There is likely an easy, palatable way to summarize High Life’s plot, but I feel that would be a direct rebuke to Denis’s intentions, given how carefully she has assembled her film to reject any notions of linear narrative. The basics, then: At some point in the near-future, a crew of death-row inmates has been placed aboard a research vessel, tasked with proving the “Penrose process,” which theorizes that energy can be extracted from a rotating black hole. This group of criminals is led by Monte (Robert Pattinson), a childhood killer who has taken a vow of celibacy, earning him derision from everyone but fellow prisoner Tcherny (André Benjamin). Their only authority figure is Dr. Dibs (Juliette Binoche), who possesses a criminal past of her own, and is treating the mission as an excuse to violate her wards with a grotesque fervour. At some point, a baby girl enters the picture.

And that's it.

Juliette Binoche's Dr. Dibs treats the mission as 'an excuse to violate her wards with a grotesque fervour,' writes Barry Hertz.

Courtesy of Elevation

Or that’s what I feel comfortable sharing, as the success of Denis’s film relies so little on story and so much on ideas. Indeed, High Life is so bursting with arguments both thoughtful and messy, with philosophies complimentary and contradictory, that it acts as a treatise of Denis’s long and varied career, itself built to withstand simple through-line deciphering. There is its echo of the director’s Chocolat and White Material, which were focused on colonization, of expanding a dominion beyond what is moral. There is 35 Rhums’ fascination with the family unit, too, and its potential for emotional stagnation. There is Trouble Every Day’s obsession with desire and the horrors that come when we push past its limits. And there is Bastards’ exploration of what is natural and what is forbidden, this last theme underlined more than the rest thanks to Monte’s opening speech, in which he defines the word “taboo.”

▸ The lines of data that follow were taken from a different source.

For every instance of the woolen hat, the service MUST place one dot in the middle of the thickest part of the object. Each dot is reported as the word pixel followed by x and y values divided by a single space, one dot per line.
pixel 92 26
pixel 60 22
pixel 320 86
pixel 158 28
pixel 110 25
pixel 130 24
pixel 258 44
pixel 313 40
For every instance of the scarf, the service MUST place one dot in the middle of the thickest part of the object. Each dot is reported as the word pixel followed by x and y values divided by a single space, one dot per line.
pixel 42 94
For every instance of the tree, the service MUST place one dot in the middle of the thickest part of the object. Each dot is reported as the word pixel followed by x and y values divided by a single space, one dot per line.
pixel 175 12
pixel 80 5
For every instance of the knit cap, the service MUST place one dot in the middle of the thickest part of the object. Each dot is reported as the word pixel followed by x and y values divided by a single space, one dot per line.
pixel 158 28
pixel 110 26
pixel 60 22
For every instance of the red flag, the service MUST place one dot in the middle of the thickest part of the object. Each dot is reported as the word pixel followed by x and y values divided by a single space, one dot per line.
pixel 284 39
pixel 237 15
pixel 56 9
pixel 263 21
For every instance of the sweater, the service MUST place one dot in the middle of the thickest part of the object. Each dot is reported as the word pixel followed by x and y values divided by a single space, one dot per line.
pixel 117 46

Pattinson has made a point of saying in interviews that he doesn’t fully understand his own movie, which makes me feel better about how High Life both excites and throws me at every turn. It is markedly beautiful, and at the same time it is overtly disgusting, with Denis pivoting from the pure physical allure of our bodies (Dr. Dibs treats Monte and his cohorts as soulless sexual vessels) to the raw squishiness of the fluids that keep them in motion (you will never again watch a film so concerned with sperm). And it is just as intensely dark and cynical in its view of humanity as it is crudely hilarious (Binoche has been working her whole career toward derisively uttering the phrase “big booty girl”).

There is always a question of what happens when a filmmaker works outside their own tongue for the first time, but you would never guess this is Denis’s English-language debut. Every filmmaking decision, from the dryly intense performance she wrings from Pattinson to her blink-and-miss-them decisions to shift aspect-ratios to create a false sense of reality, feels perfectly assembled. High Life may produce different reactions each time, but it is also a vision no other filmmaker could possibly replicate.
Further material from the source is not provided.